This exercise contains the information about the French employment. The table datasets.french_employment_base_etablissement_par_tranche_effectif provides information about the establishments present in a town while datasets.french_employment_net_salary_per_town_categories presents the net salary per town.

Question 1

Which town has the most companies (employment opportunities)?

Solution:

We can determine the town having the most number of companies by selecting libgeo and e14tst which will output the town name and number of companies from the dataset. Using the ORDER BY statement, we can sort the data in descending order to know the top town on the list with the highest nunmber of companies.

  SELECT libgeo, e14tst
  FROM datasets.french_employment_base_etablissement_par_tranche_effectif
  ORDER BY e14tst DESC

Answer: Paris

Question 2

What is the average number of firms in a town?

Solution:

Using avg, we compute the average number of firms in a town and display the result on the editor.

  SELECT avg(e14tst)
  FROM datasets.french_employment_base_etablissement_par_tranche_effectif

Answer: 123

Question 3

What is the French town’s mean net salary (economy condition)?

Solution:

To determine the mean net salary, we simply select and compute the average of the snhm14 from the datasets.french_employment_net_salary_per_town_categories table.

  SELECT
  AVG(snhm14)
  FROM datasets.french_employment_net_salary_per_town_categories

Answer: 13.71

Question 4

Which town has the most mean net salary for middle manager?

Solution:

To know the town with the most mean net salary, we select the libgeo and snhmp14 columns. The data is then sorted in descending order so that the top list of towns can be seen on the output.

  SELECT libgeo, snhmp14
  FROM datasets.french_employment_net_salary_per_town_categories
  ORDER BY snhmp14 DESC

Answer: Chambourcy

Question 5

Which age range makes the most money in the largest city (Paris)?

Solution:

We simply select the columns libgeo, snhmf1814, SNHMf2614, SNHMf5014, snhmh1814, SNHMH2614, and SNHMH5014 to display the net salaries of both men and women for each town. Paris is known as the largets city and we include a condition where libgeo = 'Paris' to exclude other towns.
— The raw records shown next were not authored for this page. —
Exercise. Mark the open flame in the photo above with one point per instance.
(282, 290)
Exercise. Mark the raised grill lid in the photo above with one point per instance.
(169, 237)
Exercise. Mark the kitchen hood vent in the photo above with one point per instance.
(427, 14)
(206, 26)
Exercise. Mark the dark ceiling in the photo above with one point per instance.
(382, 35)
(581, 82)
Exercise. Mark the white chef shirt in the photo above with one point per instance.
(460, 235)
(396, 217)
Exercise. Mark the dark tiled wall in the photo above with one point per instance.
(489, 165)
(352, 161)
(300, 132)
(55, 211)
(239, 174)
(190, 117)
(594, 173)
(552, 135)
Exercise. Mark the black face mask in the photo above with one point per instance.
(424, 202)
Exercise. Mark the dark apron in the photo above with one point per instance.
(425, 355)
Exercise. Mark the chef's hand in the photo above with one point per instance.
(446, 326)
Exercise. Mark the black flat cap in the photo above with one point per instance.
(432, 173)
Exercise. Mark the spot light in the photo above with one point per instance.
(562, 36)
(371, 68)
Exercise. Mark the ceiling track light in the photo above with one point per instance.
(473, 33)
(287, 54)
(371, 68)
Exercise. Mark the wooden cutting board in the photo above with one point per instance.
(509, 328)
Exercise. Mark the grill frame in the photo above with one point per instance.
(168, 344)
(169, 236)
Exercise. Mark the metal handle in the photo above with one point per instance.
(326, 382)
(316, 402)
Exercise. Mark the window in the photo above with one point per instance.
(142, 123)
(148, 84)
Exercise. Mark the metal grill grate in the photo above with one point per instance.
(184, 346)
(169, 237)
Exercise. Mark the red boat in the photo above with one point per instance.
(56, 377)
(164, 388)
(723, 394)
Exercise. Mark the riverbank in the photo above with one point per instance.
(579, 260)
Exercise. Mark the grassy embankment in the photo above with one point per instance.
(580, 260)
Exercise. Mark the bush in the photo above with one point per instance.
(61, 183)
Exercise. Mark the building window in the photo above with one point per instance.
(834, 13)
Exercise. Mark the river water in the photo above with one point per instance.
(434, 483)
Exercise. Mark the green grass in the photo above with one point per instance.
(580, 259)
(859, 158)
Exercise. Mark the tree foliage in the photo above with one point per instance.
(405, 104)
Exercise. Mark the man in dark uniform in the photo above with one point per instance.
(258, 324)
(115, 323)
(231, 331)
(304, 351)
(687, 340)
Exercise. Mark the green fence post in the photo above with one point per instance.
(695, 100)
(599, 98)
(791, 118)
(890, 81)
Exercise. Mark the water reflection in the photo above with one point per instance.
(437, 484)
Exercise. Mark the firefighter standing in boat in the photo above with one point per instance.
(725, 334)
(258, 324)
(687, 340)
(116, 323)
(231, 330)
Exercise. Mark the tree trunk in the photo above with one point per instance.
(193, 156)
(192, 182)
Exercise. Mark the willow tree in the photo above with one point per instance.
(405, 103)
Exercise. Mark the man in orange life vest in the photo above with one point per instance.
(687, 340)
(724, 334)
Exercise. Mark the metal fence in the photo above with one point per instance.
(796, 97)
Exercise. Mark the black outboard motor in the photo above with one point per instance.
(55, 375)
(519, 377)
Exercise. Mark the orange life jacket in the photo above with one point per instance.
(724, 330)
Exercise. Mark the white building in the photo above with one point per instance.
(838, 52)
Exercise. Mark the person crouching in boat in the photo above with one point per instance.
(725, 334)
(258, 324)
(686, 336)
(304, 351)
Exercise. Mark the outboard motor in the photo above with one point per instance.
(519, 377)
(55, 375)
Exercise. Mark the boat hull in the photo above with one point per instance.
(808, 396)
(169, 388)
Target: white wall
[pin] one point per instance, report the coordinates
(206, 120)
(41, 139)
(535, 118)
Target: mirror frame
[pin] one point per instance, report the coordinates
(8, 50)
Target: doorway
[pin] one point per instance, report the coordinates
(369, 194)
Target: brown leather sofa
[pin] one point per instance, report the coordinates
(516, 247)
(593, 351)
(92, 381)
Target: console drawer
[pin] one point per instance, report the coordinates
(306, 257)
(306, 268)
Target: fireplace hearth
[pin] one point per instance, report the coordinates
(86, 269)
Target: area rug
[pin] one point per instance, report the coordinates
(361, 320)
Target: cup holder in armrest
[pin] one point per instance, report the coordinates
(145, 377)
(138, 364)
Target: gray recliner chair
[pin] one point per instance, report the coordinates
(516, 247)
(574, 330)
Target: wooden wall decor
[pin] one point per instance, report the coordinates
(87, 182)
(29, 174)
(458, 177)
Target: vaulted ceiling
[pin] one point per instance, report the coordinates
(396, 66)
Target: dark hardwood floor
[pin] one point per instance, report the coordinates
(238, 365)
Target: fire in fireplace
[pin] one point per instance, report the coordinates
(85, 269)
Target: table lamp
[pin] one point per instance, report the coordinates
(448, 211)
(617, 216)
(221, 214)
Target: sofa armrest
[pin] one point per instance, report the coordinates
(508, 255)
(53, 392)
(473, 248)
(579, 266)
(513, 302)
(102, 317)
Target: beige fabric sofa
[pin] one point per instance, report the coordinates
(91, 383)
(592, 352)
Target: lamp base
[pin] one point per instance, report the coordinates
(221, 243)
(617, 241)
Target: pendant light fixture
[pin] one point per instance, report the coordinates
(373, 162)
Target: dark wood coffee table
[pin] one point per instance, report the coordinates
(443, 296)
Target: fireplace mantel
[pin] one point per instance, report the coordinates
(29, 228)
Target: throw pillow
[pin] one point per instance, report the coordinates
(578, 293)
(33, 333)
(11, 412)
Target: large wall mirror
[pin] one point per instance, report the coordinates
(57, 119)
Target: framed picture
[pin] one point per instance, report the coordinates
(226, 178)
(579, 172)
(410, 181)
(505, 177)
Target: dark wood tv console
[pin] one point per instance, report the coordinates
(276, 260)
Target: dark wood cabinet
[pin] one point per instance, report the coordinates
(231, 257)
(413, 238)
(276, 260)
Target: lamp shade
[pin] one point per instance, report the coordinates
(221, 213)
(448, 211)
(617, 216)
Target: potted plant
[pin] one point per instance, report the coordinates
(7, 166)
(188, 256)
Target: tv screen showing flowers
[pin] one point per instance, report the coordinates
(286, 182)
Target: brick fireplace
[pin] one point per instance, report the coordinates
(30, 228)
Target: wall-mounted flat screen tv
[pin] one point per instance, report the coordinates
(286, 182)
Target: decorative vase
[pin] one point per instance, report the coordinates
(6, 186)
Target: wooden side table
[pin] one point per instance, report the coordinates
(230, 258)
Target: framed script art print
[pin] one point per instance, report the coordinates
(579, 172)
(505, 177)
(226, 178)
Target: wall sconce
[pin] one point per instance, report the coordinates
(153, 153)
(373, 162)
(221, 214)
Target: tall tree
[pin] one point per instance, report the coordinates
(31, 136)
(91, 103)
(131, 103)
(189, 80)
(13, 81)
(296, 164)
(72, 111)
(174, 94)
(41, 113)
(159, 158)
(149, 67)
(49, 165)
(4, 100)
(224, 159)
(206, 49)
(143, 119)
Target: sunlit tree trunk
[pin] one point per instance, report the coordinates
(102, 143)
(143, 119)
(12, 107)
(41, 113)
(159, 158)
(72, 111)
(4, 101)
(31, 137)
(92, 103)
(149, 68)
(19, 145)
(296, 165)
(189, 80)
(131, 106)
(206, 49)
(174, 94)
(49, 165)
  SELECT libgeo, snhmf1814, SNHMf2614, SNHMf5014, snhmh1814, SNHMH2614, SNHMH5014
  FROM datasets.french_employment_net_salary_per_town_categories
  WHERE libgeo = 'Paris'

Note: This is for both men and women.

Question 6

Which age range by gender makes the most money?

Solution:

For males, we select the columns libgeo, snhmh1814, SNHMH2614, and SNHMH5014 to output the net salaries of the respectives towns. On the last statement, we add a condition libgeo = 'Paris' to display only results for Paris and exclude other towns.

  SELECT libgeo, snhmh1814, SNHMH2614, SNHMH5014
  FROM datasets.french_employment_net_salary_per_town_categories
  WHERE libgeo = 'Paris'

For females, we select the columns libgeo, snhmf1814, SNHMf2614, and SNHMf5014 to output the net salaries of the respectives towns. On the last statement, we add a condition libgeo = 'Paris' to display only results for Paris and exclude other towns.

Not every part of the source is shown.